Casablanca has been subjected to many readings; semioticians account for the film's popularity by claiming that its inclusion of stereotypes paradoxically strengthens the film. Umberto Eco wrote:

Thus Casablanca is not just one film. It is many films, an anthology. Made haphazardly, it probably made itself, if not actually against the will of its authors and actors, then at least beyond their control. And this is the reason it works, in spite of aesthetic theories and theories of film making. For in it there unfolds with almost telluric force the power of Narrative in its natural state, without Art intervening to discipline it ... When all the archetypes burst in shamelessly, we reach Homeric depths. Two clichés make us laugh. A hundred clichés move us. For we sense dimly that the clichés are talking among themselves, and celebrating a reunion.[140]
Eco also singled out sacrifice as a theme, "the myth of sacrifice runs through the whole film".[141] It was this theme that resonated with a wartime audience who were reassured by the idea that painful sacrifice and going off to war could be romantic gestures done for the greater good.[142]

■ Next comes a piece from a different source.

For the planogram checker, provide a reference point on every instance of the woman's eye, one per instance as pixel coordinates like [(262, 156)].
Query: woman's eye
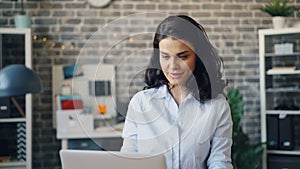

Koch also considered the film a political allegory. Rick is compared to President Franklin D. Roosevelt, who gambled "on the odds of going to war until circumstance and his own submerged nobility force him to close his casino (partisan politics) and commit himself—first by financing the Side of Right and then by fighting for it". The connection is reinforced by the film's title, which means "white house".[143]

Harvey Greenberg presents a Freudian reading in his The Movies on Your Mind, in which the transgressions that prevent Rick from returning to the United States constitute an Oedipus complex, which is resolved only when Rick begins to identify with the father figure of Laszlo and the cause that he represents.[144] Sidney Rosenzweig argues that such readings are reductive and that the most important aspect of the film is its ambiguity, above all in the central character of Rick; he cites the different names that each character gives Rick (Richard, Ricky, Mr. Rick, Herr Rick and boss) as evidence of the different meanings that he has for each person.[145]

Home media
Casablanca was initially released on Betamax and VHS by Magnetic Video and later by CBS/Fox Video (as United Artists owned the distribution rights at the time). In 1989, the Criterion Collection released a Laserdisc release sourced from a nitrate print that includes supplements such as an audio commentary by Ronald Haver, a treatment for an unreleased sequel and wartime footage of the city of Casablanca.[146] Criterion would issue a CLV version of this in 1991 with only the film and commentary. It was next released on laserdisc in 1991, and on VHS in 1992—both from MGM/UA Home Entertainment (distributing for Turner Entertainment Co.), which at the time was distributed by Warner Home Video. It was first released on DVD in 1998 by MGM, containing the trailer and a making-of featurette (Warner Home Video reissued the DVD in 2000). A subsequent two-disc special edition, containing an audio commentary by Roger Ebert, documentaries, Carrotblanca and a newly remastered visual and audio presentation, was released in 2003.[147]